The references to Southern California are unfailingly funny (this Oedipus claims to have started out as the crown prince of Temecula). But there’s something tired about an Elvis parody. The pompadour gag has lost its cultural shelf life. For the TikTok generation, it might as well be Thomas Jefferson who’s crooning “Hound Dog.”
The music still instantly captivates, even if whole swaths of the audience won’t be familiar with the original songs, impudently rewritten for the occasion. A version of “All Shook Up” is brilliantly deployed just as Oedipus is told the truth of his identity by Teiresias (Mike Sulprizio, outfitted to make the blind prophet look like a rejected member of the “Harry Potter” universe.)
How could any son not be shaken to the core after discovering that he not only killed his father but married his mother and sired his own siblings! That’s a lot to take in, as the cast routinely jokes. But denial buys time for a protagonist who’s too busy acting out his Oedipal fantasies to grapple with difficult realities.

The cast of “Oedipus the King, Mama!” at the Getty Villa.
(Craig Schwartz / J. Paul Getty Trust)
The object of Oedipus’ stunted affection is Jocasta (played by Beth Kennedy in a Priscilla Presley wig and the manner of a Southern ex-showgirl turned cougar). Kennedy not only steals the show but comes close to saving it. The comedy isn’t afraid to go low — poor mixed-up Oedipus isn’t yet fully weaned — but Kennedy’s Jocasta never loses her audacious, sexy-mama vivacity.
Rick Batalla, who plays Creon (pronounced crayon here), Oedipus’ straight-shooting brother-in-law, is another standout, eager to show off his own impish Elvis moves.
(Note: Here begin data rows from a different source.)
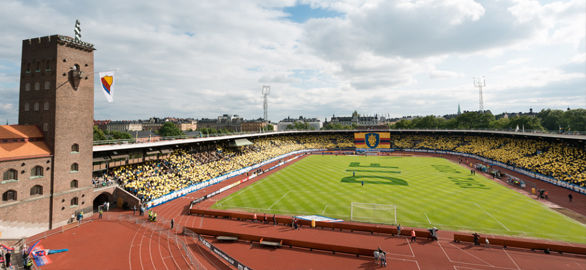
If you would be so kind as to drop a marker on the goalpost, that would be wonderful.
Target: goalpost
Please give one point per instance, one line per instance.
(373, 212)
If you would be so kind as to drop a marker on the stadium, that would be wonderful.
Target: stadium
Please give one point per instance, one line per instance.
(327, 199)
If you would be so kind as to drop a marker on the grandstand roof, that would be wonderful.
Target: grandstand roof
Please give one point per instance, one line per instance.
(241, 142)
(20, 141)
(163, 143)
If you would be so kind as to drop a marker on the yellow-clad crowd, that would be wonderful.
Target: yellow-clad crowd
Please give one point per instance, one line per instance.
(556, 159)
(154, 179)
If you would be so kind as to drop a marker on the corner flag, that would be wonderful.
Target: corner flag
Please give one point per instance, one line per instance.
(107, 82)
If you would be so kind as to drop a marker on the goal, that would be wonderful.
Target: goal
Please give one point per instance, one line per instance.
(373, 213)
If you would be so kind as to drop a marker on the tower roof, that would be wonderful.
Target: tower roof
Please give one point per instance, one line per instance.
(22, 141)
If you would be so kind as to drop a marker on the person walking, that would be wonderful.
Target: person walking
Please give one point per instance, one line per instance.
(7, 259)
(476, 238)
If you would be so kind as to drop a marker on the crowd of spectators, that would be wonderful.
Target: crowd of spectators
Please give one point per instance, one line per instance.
(183, 168)
(155, 178)
(551, 158)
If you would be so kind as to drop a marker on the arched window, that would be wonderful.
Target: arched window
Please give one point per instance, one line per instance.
(11, 174)
(36, 172)
(9, 195)
(37, 190)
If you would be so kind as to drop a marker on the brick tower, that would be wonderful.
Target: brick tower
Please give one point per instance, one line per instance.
(57, 95)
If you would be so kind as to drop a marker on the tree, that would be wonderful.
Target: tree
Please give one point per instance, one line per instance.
(117, 135)
(575, 119)
(170, 129)
(503, 123)
(403, 124)
(474, 120)
(99, 134)
(552, 119)
(525, 122)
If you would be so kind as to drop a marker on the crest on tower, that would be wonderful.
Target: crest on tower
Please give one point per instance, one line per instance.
(77, 30)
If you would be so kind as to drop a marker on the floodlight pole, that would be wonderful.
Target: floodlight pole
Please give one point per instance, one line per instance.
(266, 90)
(480, 82)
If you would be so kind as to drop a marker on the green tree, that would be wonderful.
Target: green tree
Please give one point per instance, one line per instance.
(474, 120)
(526, 122)
(503, 123)
(99, 134)
(552, 119)
(117, 135)
(403, 124)
(170, 129)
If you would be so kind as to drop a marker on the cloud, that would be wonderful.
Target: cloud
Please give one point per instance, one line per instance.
(203, 59)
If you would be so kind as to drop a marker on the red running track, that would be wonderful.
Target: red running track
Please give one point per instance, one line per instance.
(122, 244)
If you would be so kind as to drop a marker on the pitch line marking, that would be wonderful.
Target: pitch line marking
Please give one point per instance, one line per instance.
(427, 218)
(406, 260)
(453, 261)
(409, 244)
(493, 217)
(284, 195)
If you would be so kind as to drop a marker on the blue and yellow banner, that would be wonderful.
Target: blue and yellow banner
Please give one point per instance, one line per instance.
(372, 140)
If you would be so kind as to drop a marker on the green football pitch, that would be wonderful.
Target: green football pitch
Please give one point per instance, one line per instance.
(412, 191)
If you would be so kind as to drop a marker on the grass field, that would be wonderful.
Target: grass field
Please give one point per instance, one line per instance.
(424, 191)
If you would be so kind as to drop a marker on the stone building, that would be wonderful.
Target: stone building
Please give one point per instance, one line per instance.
(46, 160)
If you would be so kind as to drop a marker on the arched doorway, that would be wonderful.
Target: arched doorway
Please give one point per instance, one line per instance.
(101, 199)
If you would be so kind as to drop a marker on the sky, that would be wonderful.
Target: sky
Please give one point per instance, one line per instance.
(201, 59)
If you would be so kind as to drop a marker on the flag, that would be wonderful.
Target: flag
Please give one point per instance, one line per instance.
(107, 82)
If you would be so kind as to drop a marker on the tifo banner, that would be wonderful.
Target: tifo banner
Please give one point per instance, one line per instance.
(107, 82)
(372, 140)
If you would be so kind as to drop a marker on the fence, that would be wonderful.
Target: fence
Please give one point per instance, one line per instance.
(214, 249)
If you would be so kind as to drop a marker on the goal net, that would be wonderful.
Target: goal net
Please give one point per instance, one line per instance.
(373, 213)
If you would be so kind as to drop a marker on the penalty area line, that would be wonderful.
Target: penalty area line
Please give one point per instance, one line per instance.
(493, 217)
(284, 195)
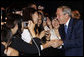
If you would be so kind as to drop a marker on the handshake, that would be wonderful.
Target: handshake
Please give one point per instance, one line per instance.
(55, 43)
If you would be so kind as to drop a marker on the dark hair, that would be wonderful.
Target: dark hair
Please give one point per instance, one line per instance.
(6, 34)
(30, 5)
(27, 13)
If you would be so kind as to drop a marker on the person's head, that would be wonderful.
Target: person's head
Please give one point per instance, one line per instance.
(39, 18)
(30, 14)
(55, 23)
(75, 14)
(63, 14)
(32, 5)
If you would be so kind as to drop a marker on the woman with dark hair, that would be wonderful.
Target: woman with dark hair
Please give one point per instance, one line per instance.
(8, 32)
(23, 44)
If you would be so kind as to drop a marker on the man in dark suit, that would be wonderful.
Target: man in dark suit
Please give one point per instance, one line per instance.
(72, 37)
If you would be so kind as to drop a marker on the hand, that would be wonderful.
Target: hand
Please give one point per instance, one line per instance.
(56, 43)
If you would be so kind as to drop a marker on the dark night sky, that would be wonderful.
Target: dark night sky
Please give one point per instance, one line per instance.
(50, 5)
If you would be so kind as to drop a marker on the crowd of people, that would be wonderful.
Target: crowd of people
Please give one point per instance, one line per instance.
(31, 32)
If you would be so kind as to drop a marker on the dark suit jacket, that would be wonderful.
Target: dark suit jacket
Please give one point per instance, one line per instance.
(73, 42)
(25, 48)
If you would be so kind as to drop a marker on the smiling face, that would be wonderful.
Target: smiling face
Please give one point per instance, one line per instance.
(35, 17)
(62, 17)
(55, 24)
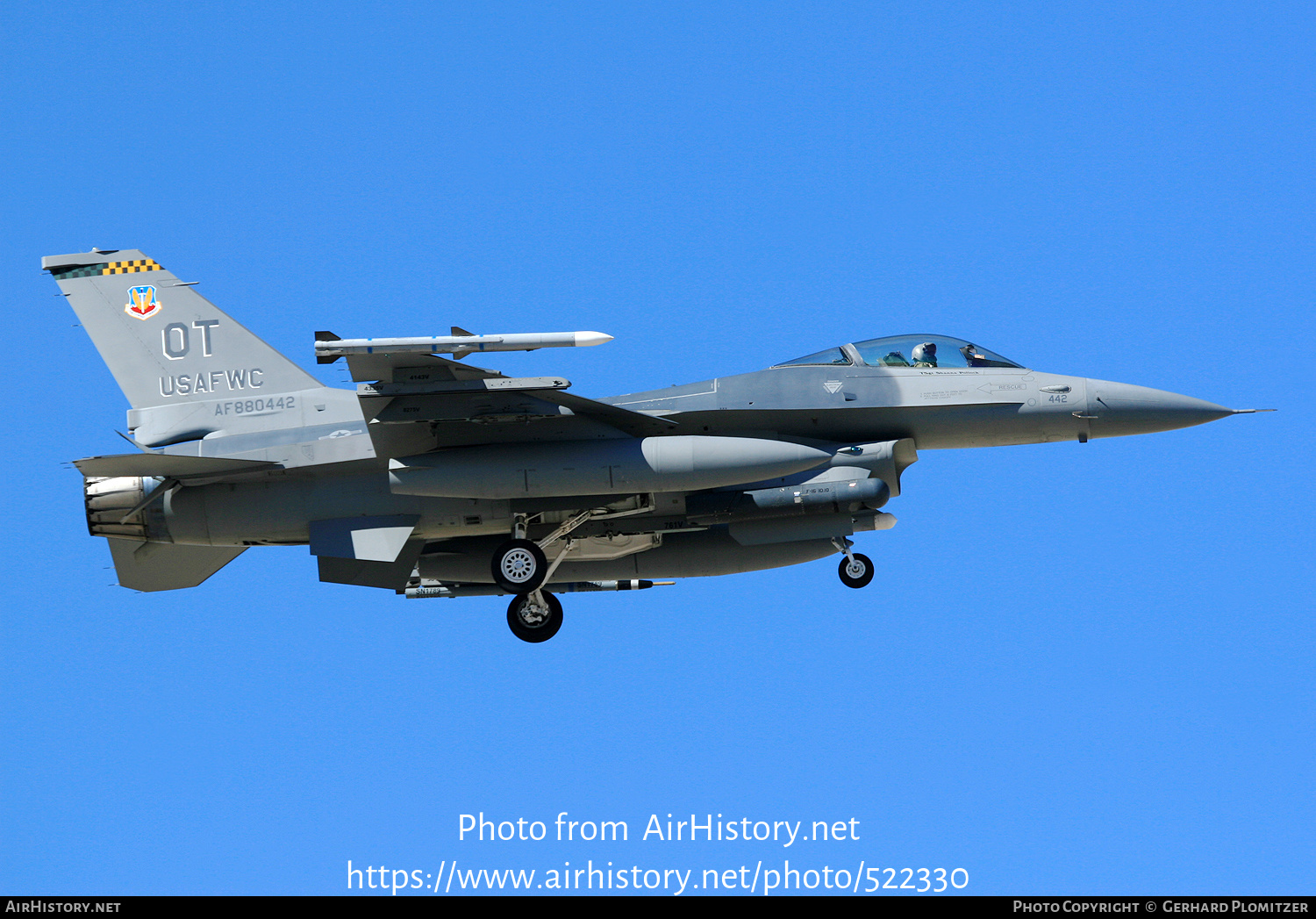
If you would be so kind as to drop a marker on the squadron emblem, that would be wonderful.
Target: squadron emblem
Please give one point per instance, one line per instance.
(142, 302)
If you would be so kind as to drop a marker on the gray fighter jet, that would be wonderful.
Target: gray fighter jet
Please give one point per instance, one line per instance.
(437, 478)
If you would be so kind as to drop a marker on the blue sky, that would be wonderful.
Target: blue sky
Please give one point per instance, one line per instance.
(1079, 669)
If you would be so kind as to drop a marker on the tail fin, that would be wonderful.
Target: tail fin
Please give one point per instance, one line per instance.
(165, 342)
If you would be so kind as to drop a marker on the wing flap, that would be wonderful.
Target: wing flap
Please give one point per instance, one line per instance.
(152, 566)
(163, 465)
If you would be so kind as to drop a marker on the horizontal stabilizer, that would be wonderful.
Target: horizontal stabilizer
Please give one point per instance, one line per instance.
(163, 465)
(362, 539)
(389, 576)
(150, 566)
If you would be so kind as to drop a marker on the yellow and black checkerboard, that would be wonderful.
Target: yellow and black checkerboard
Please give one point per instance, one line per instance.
(129, 268)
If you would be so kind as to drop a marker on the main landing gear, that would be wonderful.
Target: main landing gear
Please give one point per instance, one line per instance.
(855, 571)
(520, 568)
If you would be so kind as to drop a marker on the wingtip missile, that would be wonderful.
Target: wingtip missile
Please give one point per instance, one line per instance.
(331, 349)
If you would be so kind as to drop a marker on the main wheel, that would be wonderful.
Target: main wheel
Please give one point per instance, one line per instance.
(857, 573)
(519, 566)
(534, 621)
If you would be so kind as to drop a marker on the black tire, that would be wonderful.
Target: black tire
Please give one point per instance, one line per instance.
(857, 576)
(534, 632)
(519, 566)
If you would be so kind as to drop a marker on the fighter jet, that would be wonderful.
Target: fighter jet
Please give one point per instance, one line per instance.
(442, 479)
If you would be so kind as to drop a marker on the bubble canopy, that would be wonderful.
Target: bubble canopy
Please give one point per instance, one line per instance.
(912, 350)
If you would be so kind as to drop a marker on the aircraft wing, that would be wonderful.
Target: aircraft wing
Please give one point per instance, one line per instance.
(165, 465)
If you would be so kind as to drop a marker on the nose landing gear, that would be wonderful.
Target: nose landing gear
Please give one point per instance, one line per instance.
(536, 616)
(855, 569)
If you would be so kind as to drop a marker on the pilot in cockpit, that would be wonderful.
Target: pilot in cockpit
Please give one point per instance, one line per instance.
(924, 355)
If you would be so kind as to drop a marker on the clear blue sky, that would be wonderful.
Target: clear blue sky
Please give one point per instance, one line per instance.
(1079, 669)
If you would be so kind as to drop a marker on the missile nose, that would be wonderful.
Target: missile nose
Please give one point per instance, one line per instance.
(1120, 408)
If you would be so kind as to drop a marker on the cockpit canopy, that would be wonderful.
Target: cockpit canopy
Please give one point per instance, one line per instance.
(912, 350)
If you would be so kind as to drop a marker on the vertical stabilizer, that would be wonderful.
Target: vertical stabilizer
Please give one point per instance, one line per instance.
(165, 342)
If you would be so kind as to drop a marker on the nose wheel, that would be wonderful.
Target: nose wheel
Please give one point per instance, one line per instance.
(536, 616)
(519, 566)
(855, 571)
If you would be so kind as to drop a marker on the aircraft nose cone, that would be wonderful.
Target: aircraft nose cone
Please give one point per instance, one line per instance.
(1120, 408)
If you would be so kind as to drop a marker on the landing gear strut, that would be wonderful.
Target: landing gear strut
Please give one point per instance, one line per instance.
(855, 571)
(536, 616)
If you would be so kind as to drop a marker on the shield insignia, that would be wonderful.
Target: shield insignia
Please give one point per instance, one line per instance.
(142, 302)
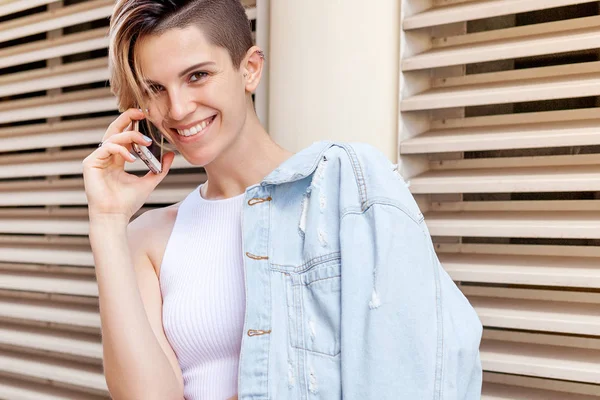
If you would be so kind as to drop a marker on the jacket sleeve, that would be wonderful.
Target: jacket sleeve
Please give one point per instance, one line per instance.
(407, 332)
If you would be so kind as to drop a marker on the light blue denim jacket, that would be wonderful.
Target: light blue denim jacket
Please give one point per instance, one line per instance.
(345, 295)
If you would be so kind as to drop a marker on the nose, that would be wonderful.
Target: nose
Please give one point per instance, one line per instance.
(180, 105)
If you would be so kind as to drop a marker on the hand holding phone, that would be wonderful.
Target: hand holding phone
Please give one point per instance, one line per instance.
(150, 155)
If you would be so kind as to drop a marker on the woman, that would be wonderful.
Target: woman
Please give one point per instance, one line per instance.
(283, 276)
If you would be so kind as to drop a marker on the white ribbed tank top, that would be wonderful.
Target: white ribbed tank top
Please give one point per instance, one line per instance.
(203, 290)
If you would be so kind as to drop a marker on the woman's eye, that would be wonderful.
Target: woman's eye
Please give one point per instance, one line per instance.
(196, 76)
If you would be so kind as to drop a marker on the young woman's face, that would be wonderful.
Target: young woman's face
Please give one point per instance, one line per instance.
(199, 100)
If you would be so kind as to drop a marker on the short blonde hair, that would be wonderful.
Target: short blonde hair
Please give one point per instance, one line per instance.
(224, 22)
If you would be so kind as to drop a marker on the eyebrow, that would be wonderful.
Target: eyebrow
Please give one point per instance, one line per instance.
(185, 71)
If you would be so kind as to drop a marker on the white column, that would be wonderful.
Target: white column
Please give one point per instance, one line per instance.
(333, 72)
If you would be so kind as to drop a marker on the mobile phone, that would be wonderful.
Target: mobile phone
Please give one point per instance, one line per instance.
(150, 155)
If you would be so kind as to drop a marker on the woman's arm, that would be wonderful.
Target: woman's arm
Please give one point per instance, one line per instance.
(138, 361)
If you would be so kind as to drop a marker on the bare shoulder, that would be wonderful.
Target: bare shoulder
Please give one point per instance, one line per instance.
(149, 233)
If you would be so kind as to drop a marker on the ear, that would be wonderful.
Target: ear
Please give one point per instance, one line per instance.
(251, 68)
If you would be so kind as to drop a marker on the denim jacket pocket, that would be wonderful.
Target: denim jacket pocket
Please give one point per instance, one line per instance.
(314, 308)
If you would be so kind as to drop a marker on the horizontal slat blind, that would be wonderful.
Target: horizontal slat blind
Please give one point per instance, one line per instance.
(499, 140)
(55, 108)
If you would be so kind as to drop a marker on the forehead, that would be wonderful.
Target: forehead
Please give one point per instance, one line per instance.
(169, 53)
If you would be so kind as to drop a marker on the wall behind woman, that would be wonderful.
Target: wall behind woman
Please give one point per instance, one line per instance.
(334, 72)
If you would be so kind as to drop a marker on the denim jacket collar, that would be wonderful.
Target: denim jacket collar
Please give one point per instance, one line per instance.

The musical numbers are more elaborate than karaoke acts, but the volume is contained in deference to the Getty Villa’s neighbors, draining the staging of some of its theatrical power.
Scenically, the costumes of Sharon McGunigle and the puppet and prop design of Matt Scott do the heavy lifting. Walker’s direction has a grab-bag aspect, as if the invitation from the Getty Villa came too late to smoothly integrate all the moving parts.
Walker makes a jokey aside to that effect at the start of “Oedipus the King, Mama!” But no one’s complaining. The Getty Villa survived the fires and it can survive this jovial, if half-baked, Sophoclean circus. Levity is what’s needed now, and the Troubies are still funnier than anything AI could come up with, even if the joke is that ChatGPT had a hand in the script.